Drones are becoming increasingly popular in everyday life, but the technology still has some kinks to work out.
In the latest example, a drone crashed and burned while carrying a shipment of asparagus to a restaurant in the Netherlands, according to news reports. The doomed delivery was part of a stunt the restaurant pulls every year to get the freshest vegetables. But something went wrong, and the tiny aircraft fell to the ground and burst into flames, charring its precious cargo, according to BBC News.
The asparagus fiasco wasn't the only drone disaster to make headlines. Here are a few of the more memorable ones. [5 Surprising Ways Drones Could Be Used in the Future]
White House down
In January, a "quadcopter" drone crashed onto the White House lawn at 3 a.m. The downed miniature aircraft wasn't a terrorist plot or spying attempt gone awry, but the drunken exploit of an off-duty government intelligence agent, who accidentally flew the drone onto the presidential property, according to the subsequent investigation. The event only served to highlight gaps in the Secret Service's already porous security system.

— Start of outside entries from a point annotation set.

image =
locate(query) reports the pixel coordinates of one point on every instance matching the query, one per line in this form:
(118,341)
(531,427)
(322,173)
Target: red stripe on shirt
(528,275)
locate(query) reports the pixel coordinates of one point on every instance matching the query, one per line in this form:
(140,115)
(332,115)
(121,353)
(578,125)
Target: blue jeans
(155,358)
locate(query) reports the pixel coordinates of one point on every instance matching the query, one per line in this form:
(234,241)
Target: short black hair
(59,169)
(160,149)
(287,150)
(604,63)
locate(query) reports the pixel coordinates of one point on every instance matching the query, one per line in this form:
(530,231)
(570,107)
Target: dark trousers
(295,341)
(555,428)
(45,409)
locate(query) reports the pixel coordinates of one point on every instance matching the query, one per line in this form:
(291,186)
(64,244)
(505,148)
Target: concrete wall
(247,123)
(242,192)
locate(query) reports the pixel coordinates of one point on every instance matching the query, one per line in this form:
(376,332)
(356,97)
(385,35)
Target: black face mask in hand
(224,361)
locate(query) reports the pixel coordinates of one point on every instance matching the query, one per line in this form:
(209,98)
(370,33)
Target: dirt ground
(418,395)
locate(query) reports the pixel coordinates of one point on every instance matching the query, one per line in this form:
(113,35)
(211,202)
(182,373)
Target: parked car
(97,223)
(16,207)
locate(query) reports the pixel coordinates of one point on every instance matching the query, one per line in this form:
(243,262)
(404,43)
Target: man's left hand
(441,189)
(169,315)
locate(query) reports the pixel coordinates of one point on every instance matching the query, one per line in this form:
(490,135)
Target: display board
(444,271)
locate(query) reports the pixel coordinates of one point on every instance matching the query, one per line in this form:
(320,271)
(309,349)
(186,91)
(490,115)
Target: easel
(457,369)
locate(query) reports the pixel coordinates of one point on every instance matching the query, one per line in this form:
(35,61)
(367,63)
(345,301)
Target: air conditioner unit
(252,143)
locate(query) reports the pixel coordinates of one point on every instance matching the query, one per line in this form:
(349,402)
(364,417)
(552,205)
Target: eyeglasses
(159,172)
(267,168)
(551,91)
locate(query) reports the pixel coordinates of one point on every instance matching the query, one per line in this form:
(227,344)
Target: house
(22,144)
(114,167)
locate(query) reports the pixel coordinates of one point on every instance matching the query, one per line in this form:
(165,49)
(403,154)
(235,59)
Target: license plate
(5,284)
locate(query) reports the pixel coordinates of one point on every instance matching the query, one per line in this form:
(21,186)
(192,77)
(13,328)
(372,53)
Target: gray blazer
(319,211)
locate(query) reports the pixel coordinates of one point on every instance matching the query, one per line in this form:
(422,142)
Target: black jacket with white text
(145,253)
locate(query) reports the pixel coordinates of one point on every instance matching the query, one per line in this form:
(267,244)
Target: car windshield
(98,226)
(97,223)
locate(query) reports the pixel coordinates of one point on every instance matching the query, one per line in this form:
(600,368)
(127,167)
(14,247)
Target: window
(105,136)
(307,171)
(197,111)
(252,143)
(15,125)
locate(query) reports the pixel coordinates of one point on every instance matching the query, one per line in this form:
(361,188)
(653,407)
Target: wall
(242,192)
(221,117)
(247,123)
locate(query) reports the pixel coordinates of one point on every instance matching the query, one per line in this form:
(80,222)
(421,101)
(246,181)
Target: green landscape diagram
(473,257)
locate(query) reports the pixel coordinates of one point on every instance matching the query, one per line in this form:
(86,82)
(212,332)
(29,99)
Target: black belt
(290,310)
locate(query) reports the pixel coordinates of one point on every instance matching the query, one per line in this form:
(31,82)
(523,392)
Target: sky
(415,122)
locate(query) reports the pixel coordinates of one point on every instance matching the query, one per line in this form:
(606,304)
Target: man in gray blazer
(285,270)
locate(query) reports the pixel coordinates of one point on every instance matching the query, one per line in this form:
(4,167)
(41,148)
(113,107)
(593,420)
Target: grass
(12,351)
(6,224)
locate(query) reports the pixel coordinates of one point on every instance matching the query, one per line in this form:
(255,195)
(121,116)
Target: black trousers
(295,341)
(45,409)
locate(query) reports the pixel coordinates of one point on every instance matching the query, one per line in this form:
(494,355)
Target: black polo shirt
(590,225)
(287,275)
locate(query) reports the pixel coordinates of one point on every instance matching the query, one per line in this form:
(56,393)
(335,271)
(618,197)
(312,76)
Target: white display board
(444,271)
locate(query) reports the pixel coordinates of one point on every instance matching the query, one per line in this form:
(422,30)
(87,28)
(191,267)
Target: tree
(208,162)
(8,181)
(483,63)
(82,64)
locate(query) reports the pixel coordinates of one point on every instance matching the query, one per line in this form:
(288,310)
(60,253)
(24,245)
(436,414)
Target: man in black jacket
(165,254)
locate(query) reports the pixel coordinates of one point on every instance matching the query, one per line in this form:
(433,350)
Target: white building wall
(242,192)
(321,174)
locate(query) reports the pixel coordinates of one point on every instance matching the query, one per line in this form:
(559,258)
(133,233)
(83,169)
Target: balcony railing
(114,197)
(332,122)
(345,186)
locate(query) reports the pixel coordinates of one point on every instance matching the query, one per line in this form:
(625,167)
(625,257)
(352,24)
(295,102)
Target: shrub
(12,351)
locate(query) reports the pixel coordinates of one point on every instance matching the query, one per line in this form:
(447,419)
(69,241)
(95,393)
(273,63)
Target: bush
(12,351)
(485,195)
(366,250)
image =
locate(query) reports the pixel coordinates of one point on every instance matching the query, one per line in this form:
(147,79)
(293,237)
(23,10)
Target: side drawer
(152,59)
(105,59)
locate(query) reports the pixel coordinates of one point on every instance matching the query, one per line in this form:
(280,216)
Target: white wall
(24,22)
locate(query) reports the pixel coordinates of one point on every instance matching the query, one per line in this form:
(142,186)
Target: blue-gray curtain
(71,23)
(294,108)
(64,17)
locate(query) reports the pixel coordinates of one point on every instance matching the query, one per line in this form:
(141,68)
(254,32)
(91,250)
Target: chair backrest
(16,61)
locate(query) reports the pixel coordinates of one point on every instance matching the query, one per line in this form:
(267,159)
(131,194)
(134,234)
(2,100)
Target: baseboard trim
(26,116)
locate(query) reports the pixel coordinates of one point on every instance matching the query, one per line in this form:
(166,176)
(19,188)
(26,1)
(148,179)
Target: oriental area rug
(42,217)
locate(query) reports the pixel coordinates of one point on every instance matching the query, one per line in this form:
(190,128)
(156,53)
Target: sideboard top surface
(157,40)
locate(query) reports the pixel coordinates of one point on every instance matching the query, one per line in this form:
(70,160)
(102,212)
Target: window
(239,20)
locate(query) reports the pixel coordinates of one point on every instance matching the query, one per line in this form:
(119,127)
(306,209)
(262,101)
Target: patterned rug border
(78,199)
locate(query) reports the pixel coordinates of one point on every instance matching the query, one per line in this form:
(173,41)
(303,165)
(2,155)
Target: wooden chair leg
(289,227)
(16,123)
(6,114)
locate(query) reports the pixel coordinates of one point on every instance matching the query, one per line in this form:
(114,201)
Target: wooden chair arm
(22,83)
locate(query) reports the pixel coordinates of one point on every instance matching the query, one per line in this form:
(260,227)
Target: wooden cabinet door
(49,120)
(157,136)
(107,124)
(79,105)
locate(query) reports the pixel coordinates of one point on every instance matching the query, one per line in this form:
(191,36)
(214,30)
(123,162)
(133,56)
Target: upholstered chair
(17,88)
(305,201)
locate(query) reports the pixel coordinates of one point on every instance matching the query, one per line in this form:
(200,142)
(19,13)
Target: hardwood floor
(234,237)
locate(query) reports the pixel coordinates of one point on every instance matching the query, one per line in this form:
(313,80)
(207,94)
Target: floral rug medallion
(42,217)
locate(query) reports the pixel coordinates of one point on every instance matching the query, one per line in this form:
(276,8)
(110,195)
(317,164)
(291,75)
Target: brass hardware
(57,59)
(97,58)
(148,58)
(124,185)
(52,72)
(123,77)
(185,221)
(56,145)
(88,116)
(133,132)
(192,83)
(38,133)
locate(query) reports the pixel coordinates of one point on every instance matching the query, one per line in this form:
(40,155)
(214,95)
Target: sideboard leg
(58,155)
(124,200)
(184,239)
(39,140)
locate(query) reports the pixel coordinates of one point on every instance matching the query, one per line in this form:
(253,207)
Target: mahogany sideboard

In March, the Secret Service said it would itself begin test-flying drones over the U.S. Capital. The announcement came just weeks after the Federal Aviation Administration announced regulations for the use of commercial drones.
The phrase "going ape" took on new meaning recently, when a chimpanzee at a Dutch zoo batted a drone out of the sky. The drone, which was carrying a GoPro camera, was being used to film an animal TV show, Fox8 reported, citing the Royal Burgers' Zoo. The zoo posted a video of the angry ape knocking down the annoying craft with a stick.
Further proof that drones have almost unlimited uses: One of these flying crafts crashed while attempting to deliver drugs, cellphones and weapons to a prison. The craft was found trapped in razor wire at a British prison, after it collided with a wall. It is thought to be the first time a drone has been used to smuggle drugs into a U.K. prison, RT.com reported.
Crashing in Congress
The one time you don't want to crash a drone is in a live demonstration in front of the U.S. Congress. But earlier this year, representatives from the company 3D Robotics apparently had a technical problem while flying a drone during testimony before the House of Representatives' Science, Space and Technology Committee.
"And that’s your worst-case scenario," one of the committee members said, according to the Chicago Sun Times, while another member added, "Maybe we won’t fly over people."
When these new airborne visitors appear, they aren't always welcome. A Chicago couple was none too pleased when a stray drone landed in their yard, and they "trapped [the vehicle] with lawn chairs" until police came to retrieve it, NBC Chicago reported. The husband called the incident an invasion of privacy, saying it could be a real estate agent or a burglar attempting to find out if anyone was home.